Canabrava soube que, em Serrinha dos Nicodemos, existia um velho que tinha um engenho similar ao seu e que estava parado há muitos e muitos anos. As moendas, segundo lhe tinham adiantado, estavam novas e a história é que O Coronel Balbino, o dono da fazenda, falara , diversas vezes, na venda daquele mundo de ferro, inclusive para ferro-velho. Soledônio , então, chamou um velho choffeur de praça e resolveu ir negociar em Serrinha a compra da moenda com Balbino. Durante a viagem, no entanto, o motorista o alertou. O coronel era um bicho do mato, cabra bruto e indomável como um chucro. Para se ter uma ideia, alertou : o apelido dele é : “Apito de Engenho” ! Será que o homem é bruto ?
Seguia a viagem e o motorista continuava atemorizando o velho Solidônio:
--- O Senhor é que sabe, seu Pentelho... ou... Seu Solidônio . Ele vai dar um coice danado no senhor ! Pode esperar!

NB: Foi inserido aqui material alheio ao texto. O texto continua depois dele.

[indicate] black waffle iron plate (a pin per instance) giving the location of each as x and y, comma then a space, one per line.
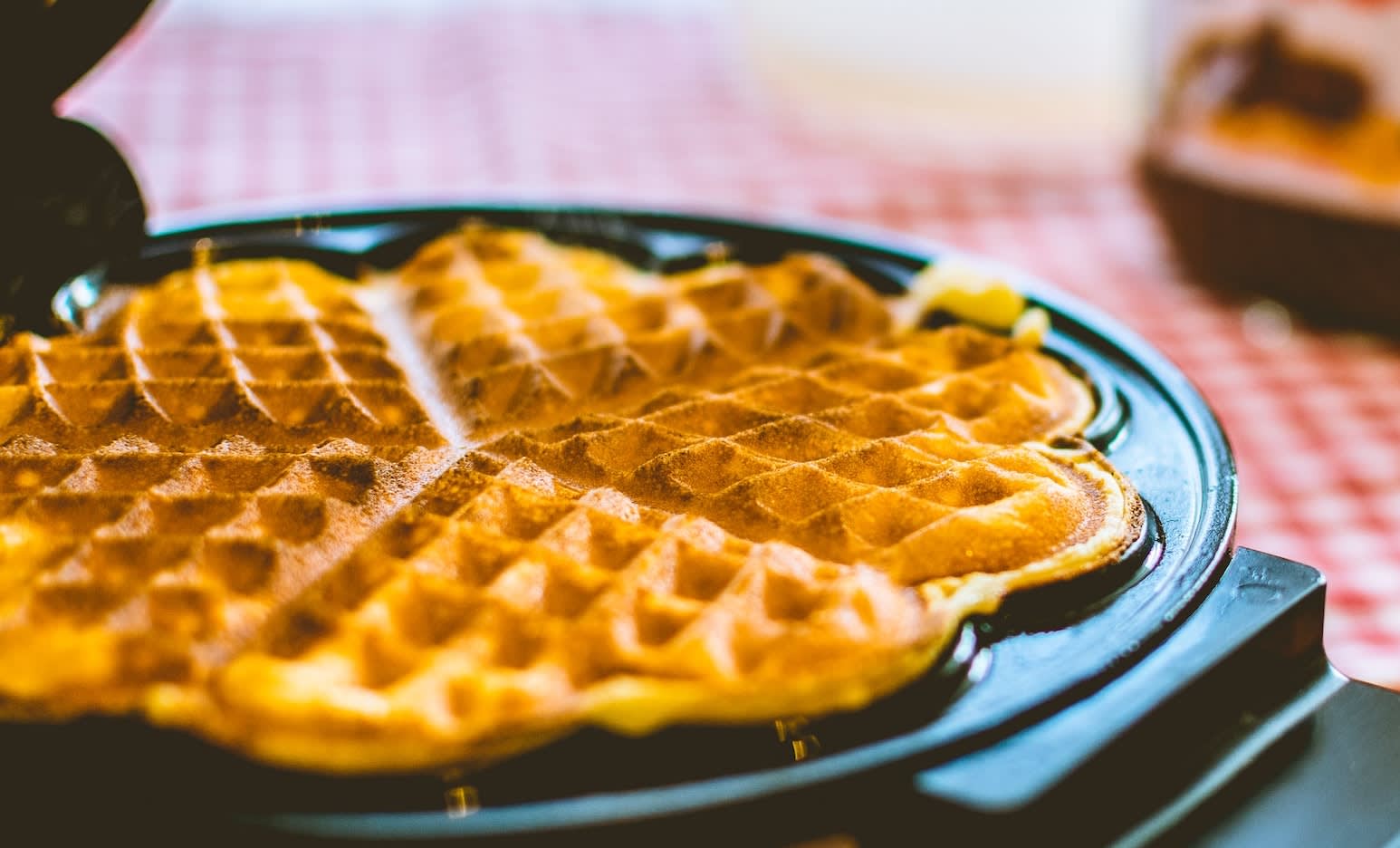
1179, 696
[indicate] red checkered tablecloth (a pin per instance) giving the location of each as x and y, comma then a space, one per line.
650, 108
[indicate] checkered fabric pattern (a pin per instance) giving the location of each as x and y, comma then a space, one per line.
651, 110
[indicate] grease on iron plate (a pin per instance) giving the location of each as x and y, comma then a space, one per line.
513, 488
972, 294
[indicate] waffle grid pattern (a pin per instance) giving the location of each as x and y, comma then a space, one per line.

Se eu fosse o senhor eu não ia não !
Canabrava, no entanto, neste mister tinha PHD e M.B.A. Não quis conversa, nem mostrou-se temeroso. Mandou picar viagem. Vamos simbora !
Tardizinha chegaram , por fim, nas terras de Balbino. Pararam defronte a casa alta, onde , após infindáveis degraus lá estava o coronel refestelado numa preguiçosa, assistindo aos últimos estertores do dia. Solidônio, desceu do jipe, mandou o motorista esperar um pouco , subiu calmamente a escada. E, sem delongas, fitou o coronel e perguntou ?
--- O senhor é o coronel Balbino , se má pregunto ?
O velho, com aquela cara dura de cobrador , sem o fitar nos olhos, latiu de lá:
--- Sou sim, por que ? E se não fosse, você tinha alguma coisa a ver com isso ?
--- Né por nada não, Coronel ! Pegue sua moenda e meta no cu, joviu ?
Desceu os degraus, entrou no jeep e voltou pra casa, após a mais rápida negociação já registrada nos anais do CDL de Matozinho.